Antivirus products for Linux compared

Penguin with shield

Though Linux is often seen as being immune to malware it's still important to have protection, partly because Linux malware does exist, even if it’s rare, and partly to prevent the passing on of viruses to more vulnerable operating systems like Windows and Android.

Independent testing organization AV-Comparatives has been looking at the leading Linux anti-malware offerings to gauge their ease of installation, features and more.

Linux has only around a 1.5 percent share of the desktop market so there are relatively few antivirus programs aimed at home users. Also Linux software is usually installed via community-maintained repositories that make it harder to distribute malware.

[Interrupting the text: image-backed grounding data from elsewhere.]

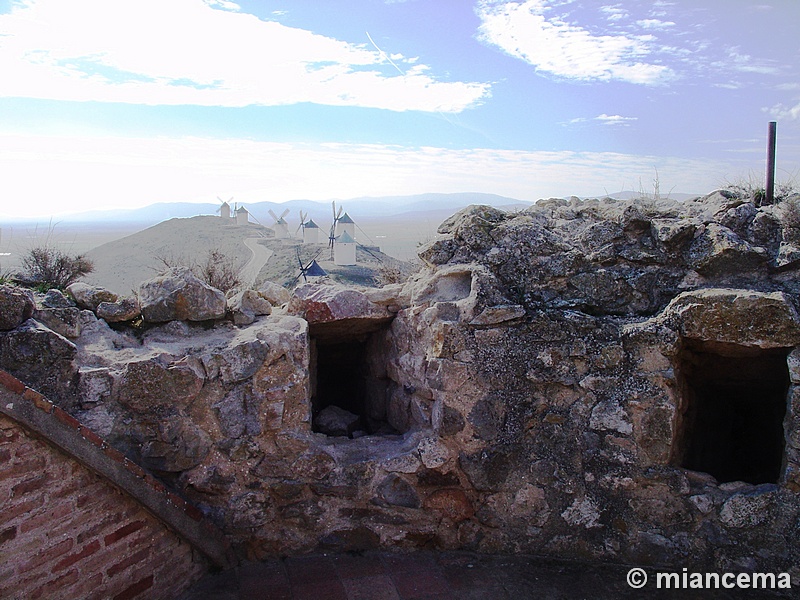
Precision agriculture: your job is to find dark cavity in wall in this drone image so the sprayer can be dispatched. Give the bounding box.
[674,341,790,485]
[309,320,401,438]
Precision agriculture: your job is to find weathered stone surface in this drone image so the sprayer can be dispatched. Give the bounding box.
[258,281,291,306]
[33,306,81,338]
[314,405,360,437]
[660,288,800,347]
[289,283,391,324]
[42,288,75,309]
[0,318,77,401]
[16,193,800,572]
[227,289,272,326]
[375,474,420,508]
[96,296,141,323]
[423,488,473,522]
[116,358,204,413]
[138,267,226,322]
[686,223,768,276]
[0,285,34,330]
[67,282,118,311]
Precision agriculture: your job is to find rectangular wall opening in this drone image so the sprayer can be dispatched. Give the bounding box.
[674,341,790,485]
[309,326,404,438]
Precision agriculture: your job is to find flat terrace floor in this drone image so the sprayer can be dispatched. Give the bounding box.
[179,551,795,600]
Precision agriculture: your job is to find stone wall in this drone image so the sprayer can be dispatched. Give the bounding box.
[3,191,800,579]
[0,372,232,600]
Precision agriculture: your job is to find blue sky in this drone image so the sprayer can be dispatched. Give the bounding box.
[1,0,798,218]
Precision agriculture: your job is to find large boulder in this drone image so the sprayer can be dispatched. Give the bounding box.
[287,283,393,339]
[138,268,226,322]
[0,285,34,330]
[66,282,119,311]
[227,289,272,326]
[660,288,800,348]
[258,281,291,306]
[0,319,77,402]
[96,296,141,323]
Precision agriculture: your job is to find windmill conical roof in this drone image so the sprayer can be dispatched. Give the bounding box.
[237,206,248,213]
[338,231,356,243]
[339,213,355,224]
[305,219,319,228]
[306,260,327,276]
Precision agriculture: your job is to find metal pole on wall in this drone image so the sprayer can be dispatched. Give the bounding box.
[766,121,777,205]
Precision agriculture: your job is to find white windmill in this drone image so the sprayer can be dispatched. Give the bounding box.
[269,208,290,239]
[295,211,320,244]
[236,205,250,225]
[216,196,233,220]
[334,230,357,266]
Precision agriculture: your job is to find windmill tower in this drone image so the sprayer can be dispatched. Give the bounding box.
[295,211,319,244]
[236,205,250,225]
[217,196,233,220]
[338,212,355,239]
[334,230,357,266]
[269,209,290,239]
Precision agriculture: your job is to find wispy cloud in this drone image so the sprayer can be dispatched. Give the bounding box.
[0,131,738,218]
[566,114,638,126]
[765,100,800,121]
[475,0,675,85]
[475,0,791,88]
[0,0,489,112]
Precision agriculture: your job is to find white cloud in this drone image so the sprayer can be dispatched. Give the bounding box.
[475,0,675,85]
[0,0,489,112]
[565,114,637,126]
[599,5,628,22]
[595,114,637,125]
[636,19,674,30]
[0,132,737,219]
[765,100,800,121]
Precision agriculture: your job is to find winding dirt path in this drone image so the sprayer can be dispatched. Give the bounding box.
[240,237,273,288]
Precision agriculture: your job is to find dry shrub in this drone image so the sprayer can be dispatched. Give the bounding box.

The report doesn't rank the tested programs but does deliver an individual verdict on each. Singled out for praise are BitDefender Antivirus Scanner for Unices, which offers an easy to use graphical interface and good help facilities, ESET has a clear status display and good malware alerts, and eScan too is praised for ease of use though it provides only on-demand scanning and not real-time protection.

Kaspersky too is easy to manage and configure as is McAfee, both of which use a web console approach as does TrendMicro's Server Protect for Linux.

Others including Comodo Antivirus for Linux, and Dr. Web Anti-virus for Linux come in for criticism for needing use of the terminal for configuration, making them unsuitable for Linux novices. AVG Free Edition for Linux is criticized for being unable to run real-time protection without making the system inoperative.

As well as installing antivirus software, AV-Comparatives recommends that Linux users implement some basic security procedures including keeping installed software up to date, only installing from trusted sources, disabling services you don’t use and not logging in as root.

The full report with verdicts on all 18 programs tested is available to download from the AV-Comparatives site.